Les besoins de financement d’aide humanitaire sont importants dans le Bassin du Lac Tchad pour la prise en charge des populations riveraines constituées de déplacés internes et de réfugiés fuyant des atrocités des mouvements terroristes de Boko Haram et de l’Etat islamique en Afrique de l’Ouest (Iswap).

Selon l’ONU, pour répondre « de manière adéquate aux besoins humanitaires les plus aigus » dans cette région, 1.450 milliards de FCFA soit 2,5 milliards de dollars étaient nécessaires en 2021. Seulement 49 % du montant attendu, c’est-à-dire, 710 milliards FCFA (1,2 milliard de dollars) ont été reçus au titre des contributions des Etats et des partenaires au développement.

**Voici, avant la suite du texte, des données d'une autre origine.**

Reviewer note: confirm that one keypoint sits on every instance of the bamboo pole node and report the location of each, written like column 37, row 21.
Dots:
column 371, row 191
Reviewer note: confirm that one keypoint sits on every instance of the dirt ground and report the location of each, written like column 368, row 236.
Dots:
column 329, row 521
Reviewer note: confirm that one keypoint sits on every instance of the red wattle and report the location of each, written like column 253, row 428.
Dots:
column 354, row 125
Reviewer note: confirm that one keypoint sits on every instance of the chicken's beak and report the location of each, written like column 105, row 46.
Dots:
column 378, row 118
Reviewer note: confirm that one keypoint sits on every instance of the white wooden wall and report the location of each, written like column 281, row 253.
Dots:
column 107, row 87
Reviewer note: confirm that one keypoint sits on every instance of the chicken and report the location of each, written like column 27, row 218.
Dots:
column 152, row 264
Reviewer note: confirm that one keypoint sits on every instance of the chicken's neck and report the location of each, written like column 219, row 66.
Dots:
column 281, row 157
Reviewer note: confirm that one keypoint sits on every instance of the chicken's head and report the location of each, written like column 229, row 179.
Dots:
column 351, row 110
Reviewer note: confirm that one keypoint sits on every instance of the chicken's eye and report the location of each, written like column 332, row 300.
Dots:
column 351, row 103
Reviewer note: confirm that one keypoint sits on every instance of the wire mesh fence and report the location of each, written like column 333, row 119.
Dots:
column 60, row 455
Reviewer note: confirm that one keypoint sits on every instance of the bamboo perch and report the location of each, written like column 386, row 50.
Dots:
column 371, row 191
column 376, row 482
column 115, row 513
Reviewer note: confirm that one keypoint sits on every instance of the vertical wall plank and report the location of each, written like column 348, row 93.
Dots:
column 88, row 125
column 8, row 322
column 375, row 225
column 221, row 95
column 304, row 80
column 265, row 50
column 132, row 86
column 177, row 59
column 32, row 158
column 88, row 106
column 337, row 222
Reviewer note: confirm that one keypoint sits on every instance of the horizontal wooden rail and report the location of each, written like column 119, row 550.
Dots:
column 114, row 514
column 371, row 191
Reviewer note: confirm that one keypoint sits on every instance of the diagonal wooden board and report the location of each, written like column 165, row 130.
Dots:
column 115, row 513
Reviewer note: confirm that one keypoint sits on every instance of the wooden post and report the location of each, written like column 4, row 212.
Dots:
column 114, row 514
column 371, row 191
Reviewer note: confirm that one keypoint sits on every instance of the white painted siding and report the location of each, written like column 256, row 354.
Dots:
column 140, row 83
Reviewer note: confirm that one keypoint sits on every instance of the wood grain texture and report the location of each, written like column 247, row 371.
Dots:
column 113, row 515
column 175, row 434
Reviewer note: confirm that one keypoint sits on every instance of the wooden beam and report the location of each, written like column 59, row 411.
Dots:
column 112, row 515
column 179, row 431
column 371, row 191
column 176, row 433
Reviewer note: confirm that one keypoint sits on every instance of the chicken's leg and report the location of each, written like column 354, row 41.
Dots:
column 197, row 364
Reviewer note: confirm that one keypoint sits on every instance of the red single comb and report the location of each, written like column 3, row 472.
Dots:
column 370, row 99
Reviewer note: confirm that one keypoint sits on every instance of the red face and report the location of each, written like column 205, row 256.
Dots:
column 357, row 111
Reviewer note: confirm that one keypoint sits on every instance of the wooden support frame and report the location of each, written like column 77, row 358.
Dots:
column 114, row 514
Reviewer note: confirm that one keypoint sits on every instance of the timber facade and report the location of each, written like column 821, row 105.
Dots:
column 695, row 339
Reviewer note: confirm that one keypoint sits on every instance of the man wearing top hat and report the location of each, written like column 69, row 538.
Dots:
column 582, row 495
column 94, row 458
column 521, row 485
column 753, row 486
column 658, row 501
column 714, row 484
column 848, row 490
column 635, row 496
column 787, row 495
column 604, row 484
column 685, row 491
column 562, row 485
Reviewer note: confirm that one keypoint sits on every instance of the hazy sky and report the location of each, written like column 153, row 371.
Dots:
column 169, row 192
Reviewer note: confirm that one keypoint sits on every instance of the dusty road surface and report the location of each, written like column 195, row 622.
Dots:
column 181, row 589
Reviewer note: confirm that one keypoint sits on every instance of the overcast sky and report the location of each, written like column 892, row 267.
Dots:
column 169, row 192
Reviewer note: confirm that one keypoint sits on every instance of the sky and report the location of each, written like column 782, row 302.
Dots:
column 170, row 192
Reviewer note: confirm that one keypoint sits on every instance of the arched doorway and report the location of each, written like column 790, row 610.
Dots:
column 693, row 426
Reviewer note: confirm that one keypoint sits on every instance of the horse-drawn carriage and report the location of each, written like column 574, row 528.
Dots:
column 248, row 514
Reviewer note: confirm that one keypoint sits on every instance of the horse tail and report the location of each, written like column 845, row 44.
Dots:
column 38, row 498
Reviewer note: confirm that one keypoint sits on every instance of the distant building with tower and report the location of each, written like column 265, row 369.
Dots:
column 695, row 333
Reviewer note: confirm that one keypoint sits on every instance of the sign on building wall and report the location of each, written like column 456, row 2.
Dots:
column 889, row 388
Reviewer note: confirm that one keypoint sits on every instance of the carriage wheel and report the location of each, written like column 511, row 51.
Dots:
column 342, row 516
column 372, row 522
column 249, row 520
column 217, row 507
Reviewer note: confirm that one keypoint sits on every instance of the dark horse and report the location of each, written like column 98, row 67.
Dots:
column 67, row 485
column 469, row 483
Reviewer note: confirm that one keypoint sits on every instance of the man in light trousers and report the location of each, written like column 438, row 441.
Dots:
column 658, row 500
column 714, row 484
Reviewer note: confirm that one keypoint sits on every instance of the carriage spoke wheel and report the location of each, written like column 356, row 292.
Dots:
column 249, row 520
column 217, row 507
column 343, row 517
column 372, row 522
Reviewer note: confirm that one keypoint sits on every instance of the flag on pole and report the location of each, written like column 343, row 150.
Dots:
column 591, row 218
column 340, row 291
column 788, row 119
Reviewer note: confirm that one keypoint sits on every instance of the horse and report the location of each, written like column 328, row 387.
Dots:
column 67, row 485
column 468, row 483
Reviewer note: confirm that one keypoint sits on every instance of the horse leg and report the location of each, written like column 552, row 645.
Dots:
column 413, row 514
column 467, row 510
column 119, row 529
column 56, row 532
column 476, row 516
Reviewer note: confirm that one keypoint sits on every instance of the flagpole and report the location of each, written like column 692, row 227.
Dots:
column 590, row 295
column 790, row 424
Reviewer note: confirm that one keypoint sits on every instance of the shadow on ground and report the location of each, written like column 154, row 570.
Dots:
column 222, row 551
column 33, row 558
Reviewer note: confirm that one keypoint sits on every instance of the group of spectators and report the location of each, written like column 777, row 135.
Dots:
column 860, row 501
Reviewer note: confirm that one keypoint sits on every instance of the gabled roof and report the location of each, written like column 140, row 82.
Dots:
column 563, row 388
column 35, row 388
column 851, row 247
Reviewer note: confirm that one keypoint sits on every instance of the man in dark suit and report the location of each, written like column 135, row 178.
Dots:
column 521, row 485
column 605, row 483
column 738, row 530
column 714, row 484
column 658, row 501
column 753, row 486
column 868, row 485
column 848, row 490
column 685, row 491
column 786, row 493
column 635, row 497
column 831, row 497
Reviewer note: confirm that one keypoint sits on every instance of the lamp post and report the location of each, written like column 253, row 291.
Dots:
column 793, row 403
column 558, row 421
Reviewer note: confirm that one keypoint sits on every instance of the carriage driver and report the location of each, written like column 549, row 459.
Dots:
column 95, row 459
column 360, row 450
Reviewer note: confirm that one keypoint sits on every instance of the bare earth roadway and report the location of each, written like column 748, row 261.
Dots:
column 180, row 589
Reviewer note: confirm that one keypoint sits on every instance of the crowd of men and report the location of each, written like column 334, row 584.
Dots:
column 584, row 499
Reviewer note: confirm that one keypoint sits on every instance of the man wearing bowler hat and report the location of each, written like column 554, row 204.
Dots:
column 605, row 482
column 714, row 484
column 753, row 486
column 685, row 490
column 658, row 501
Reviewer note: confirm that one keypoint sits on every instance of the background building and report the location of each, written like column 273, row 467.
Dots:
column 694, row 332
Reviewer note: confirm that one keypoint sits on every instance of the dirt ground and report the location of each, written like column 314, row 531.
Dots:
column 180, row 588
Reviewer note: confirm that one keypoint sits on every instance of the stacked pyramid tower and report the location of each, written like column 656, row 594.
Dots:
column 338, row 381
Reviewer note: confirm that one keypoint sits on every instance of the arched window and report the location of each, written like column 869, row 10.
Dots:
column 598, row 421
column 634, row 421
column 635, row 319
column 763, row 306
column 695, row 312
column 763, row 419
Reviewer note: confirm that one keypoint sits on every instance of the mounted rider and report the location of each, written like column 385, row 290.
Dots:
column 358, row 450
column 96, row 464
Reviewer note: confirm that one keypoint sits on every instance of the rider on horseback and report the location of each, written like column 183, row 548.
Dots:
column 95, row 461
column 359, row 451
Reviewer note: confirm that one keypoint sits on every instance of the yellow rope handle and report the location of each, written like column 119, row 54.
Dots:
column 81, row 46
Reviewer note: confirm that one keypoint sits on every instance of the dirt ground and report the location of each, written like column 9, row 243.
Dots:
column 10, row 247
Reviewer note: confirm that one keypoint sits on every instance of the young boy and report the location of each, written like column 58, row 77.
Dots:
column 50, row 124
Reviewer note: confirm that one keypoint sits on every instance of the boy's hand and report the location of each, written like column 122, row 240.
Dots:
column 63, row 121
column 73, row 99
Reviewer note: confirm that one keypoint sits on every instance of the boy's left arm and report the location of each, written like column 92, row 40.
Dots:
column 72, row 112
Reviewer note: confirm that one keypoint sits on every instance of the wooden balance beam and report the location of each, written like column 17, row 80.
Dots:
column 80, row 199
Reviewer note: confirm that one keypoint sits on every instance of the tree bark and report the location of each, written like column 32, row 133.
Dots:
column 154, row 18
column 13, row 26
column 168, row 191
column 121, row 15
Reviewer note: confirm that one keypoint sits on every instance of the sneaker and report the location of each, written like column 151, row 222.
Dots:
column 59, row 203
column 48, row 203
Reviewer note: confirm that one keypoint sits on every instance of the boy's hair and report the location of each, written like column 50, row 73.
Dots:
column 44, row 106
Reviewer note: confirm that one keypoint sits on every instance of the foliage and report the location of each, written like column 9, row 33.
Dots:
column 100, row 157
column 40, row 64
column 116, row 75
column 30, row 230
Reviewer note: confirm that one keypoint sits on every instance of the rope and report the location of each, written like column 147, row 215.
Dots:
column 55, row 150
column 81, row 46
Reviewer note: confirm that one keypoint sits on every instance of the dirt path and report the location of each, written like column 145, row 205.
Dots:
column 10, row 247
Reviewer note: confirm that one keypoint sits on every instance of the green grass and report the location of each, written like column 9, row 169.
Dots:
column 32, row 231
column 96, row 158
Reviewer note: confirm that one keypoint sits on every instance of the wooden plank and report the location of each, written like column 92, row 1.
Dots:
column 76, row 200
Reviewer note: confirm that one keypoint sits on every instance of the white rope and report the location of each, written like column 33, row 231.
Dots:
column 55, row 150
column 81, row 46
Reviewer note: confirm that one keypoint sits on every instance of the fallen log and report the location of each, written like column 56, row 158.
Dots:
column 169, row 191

Alors que l’on est déjà en 2022, pas de précisions au sujet des 750 milliards de FCFA (1,3 milliard de dollars) qui manquent dans la cagnotte.

Pourtant, la crise humanitaire s’est aggravée et l’on dénombre près de 11 millions de personnes en situation humanitaire urgente, principalement dans l’extrême-nord du Cameroun, dans la région du lac au Tchad, dans la région de Diffa au sud-est du Niger, ainsi que dans trois Etats du Nigeria que sont Adamawa, Borno et Yobe.

La violence des fondamentalistes qui caressent l’espoir de créer un califat dans le bassin du lac Tchad a déstructuré les services sociaux de base mettant à rude épreuve les ressources naturelles et provoquant une insécurité alimentaire sans précédent. L’agence onusienne dénombre plus de  400.000 enfants souffrant de malnutrition sévère, près de 1.050 écoles ne fonctionnent pas en raison des attaques terroristes privant des milliers d’enfants d’éducation, tandis que des millions de personnes ne peuvent accéder aux soins de santé.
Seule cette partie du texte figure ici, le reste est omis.